Como a síndrome de Down se deve a uma cópia extra do cromossomo 21, os pesquisadores biomédicos dedicaram seus melhores esforços a analisar a fundo os genes desse cromossomo, com a esperança de encontrar neles a chave para conceber tratamentos paliativos para os sintomas da síndrome, que é a causa genética mais comum de deficiência cognitiva. O quadro, infelizmente, acaba de se complicar.
Cientistas de universidades em Genebra, Flórida, Barcelona e outras cidades analisaram um par de gêmeos idênticos no qual apenas um tem uma cópia extra do cromossomo 21 (trissomia-21, o fundamento genético da síndrome de Down). O estudo revela que, no gêmeo com síndrome de Down, a atividade dos genes está alterada em todos os cromossomos, não só no 21. As alterações se organizam em domínios, ou grandes regiões cromossômicas, que são os mesmos no camundongo e no humano, e portanto se conservaram ao longo de centenas de milhões de anos de evolução. O trabalho foi apresentado no artigo principal da revista Nature.
A trissomia-21 nem sempre é total. Às vezes, basta a duplicação de um segmento desse cromossomo para causar a síndrome de Down. Seja como for, o conjunto das trissomias-21 totais e parciais constitui a aneuploidia (alteração do número de cromossomos) mais frequente entre todas as que permitem ao bebê nascer vivo: afeta um em cada 750 bebês.
Nenhum cientista está procurando uma cura da síndrome, mas há ótimas razões para procurar tratamentos paliativos dos seus sintomas, deficiência cognitiva, como também outras neuropatologias, hipotonia, defeitos congênitos no coração e Alzheimer de surgimento precoce.
Todos estes sintomas são muito variáveis de um indivíduo para outro, mesmo que a causa última seja a mesma duplicação do mesmo cromossomo. Por isso, Stylianos Antonarakis e seus colegas do Departamento de Genética Médica e do Desenvolvimento da Universidade de Genebra, além de outra dezena de instituições europeias e norte-americanas, supuseram que a paisagem genética (as variações dentro do âmbito da normalidade no resto do genoma) é a responsável por essa variabilidade.
E por isso eles utilizaram um par de gêmeos discordantes para a trissomia-21, ou seja, dois indivíduos idênticos em todo o genoma, exceto pelo número de cromossomos 21. Esse é o tipo de pesquisa impossível de ser programada, mas que é preciso aproveitar quando surge a oportunidade. “É um caso muito raro”, admite David González, pesquisador do Centro de
Regulamentação Genômica (CRG) da Universidade Pompeu Fabra, de Barcelona, que contribuiu para o trabalho. “Normalmente, a trissomia ocorre já no zigoto [a célula que resulta da fusão do óvulo com o espermatozoide]; neste caso, o embrião já havia começado a se dividir, e a trissomia só ocorreu depois da geminação [a partição do embrião em duas metades, cada uma das quais dá lugar a um indivíduo completo], e só em um dos dois gêmeos.” É um evento realmente improvável, que os cientistas não duvidaram em aproveitar para lançar luz sobre a síndrome de Down.

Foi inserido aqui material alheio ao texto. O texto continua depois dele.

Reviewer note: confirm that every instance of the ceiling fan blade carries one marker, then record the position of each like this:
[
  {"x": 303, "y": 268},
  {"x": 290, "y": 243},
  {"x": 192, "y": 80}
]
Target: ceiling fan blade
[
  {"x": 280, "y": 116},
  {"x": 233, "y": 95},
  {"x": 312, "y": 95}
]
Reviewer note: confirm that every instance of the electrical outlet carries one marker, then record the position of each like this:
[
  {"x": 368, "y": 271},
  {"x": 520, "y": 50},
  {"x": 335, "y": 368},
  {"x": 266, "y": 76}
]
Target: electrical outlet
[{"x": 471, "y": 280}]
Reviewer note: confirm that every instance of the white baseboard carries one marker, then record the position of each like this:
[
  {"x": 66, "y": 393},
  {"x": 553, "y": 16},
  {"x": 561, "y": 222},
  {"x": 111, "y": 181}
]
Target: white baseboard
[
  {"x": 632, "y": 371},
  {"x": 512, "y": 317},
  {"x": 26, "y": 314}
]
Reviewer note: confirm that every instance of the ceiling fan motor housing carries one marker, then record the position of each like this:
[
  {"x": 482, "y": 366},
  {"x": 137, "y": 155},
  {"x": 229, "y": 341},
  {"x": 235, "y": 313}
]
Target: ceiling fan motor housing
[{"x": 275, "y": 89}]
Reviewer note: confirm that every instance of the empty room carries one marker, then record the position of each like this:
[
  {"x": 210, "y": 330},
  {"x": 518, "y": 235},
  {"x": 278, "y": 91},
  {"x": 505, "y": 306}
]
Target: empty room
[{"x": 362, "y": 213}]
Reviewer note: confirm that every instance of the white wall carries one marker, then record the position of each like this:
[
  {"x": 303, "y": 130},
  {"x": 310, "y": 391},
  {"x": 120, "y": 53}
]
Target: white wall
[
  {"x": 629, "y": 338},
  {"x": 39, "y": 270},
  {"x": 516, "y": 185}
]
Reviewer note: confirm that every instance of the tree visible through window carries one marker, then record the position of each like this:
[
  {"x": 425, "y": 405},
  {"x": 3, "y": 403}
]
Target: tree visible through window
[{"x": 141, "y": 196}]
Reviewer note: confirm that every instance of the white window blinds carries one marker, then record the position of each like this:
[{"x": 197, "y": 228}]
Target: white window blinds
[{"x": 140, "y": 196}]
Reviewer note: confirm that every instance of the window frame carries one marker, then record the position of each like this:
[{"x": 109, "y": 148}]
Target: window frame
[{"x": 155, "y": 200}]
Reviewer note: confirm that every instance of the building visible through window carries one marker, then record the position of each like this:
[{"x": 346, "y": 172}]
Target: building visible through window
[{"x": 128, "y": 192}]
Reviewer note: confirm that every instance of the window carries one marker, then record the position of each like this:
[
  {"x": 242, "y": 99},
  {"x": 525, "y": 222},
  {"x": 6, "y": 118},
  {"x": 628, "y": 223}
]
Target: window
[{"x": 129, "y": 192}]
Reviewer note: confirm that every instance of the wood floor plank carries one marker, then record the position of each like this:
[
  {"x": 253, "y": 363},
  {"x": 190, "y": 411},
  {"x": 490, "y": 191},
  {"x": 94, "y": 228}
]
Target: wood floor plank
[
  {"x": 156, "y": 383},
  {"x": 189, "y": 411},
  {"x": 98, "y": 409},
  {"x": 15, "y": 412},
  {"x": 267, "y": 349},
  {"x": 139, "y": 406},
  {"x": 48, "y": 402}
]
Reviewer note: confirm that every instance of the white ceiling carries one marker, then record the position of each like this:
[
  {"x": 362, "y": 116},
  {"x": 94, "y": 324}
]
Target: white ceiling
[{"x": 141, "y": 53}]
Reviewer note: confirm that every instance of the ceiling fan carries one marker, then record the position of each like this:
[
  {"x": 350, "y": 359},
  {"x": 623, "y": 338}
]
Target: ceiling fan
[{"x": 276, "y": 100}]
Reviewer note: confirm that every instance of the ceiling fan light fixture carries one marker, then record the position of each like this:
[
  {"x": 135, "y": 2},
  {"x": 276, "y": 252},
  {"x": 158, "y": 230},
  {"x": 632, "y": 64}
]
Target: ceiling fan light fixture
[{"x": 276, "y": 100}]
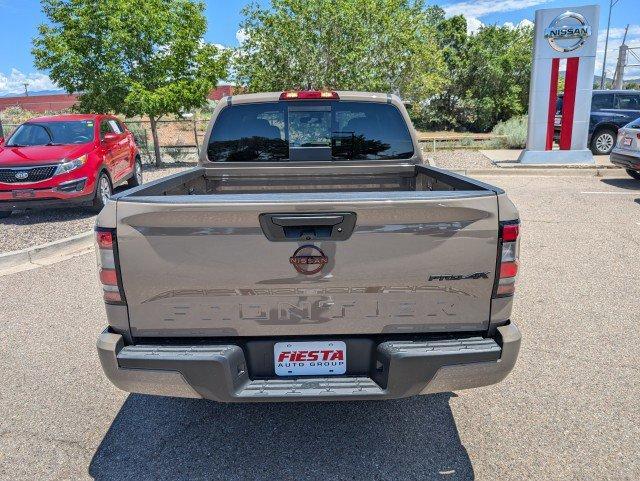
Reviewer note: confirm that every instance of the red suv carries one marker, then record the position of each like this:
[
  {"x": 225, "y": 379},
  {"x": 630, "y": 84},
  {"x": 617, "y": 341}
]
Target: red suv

O cromossomo 21 é bastante pequeno: contém apenas 500 dos 20.000 genes humanos (mais outros 500 dos chamados genes não codificantes, que não expressam proteínas). Como alguns desses genes são fatores de transcrição, ou genes que regulam outros genes, e como costumam ser sensíveis à dosagem, já cabia esperar que a trissomia-21 tivesse certos efeitos sobre a atividade dos genes em outros cromossomos. Mas os efeitos observados foram muito além, com grandes regiões ou domínios cromossômicos afetados de uma forma global, que afeta a geometria de todo o núcleo celular.
O fato de que será preciso lidar com todo o genoma e seus domínios topológicos, em vez de estudar apenas 500 genes, parece uma má notícia. Será mesmo? “Só em parte”, responde González, “porque é verdade que houve muita pesquisa sobre os genes do cromossomo 21, mas também que suas funções não explicam nem de longe todos os sintomas da síndrome de Down”. Os novos resultados conduzem aos domínios genômicos, que de fato os explicam.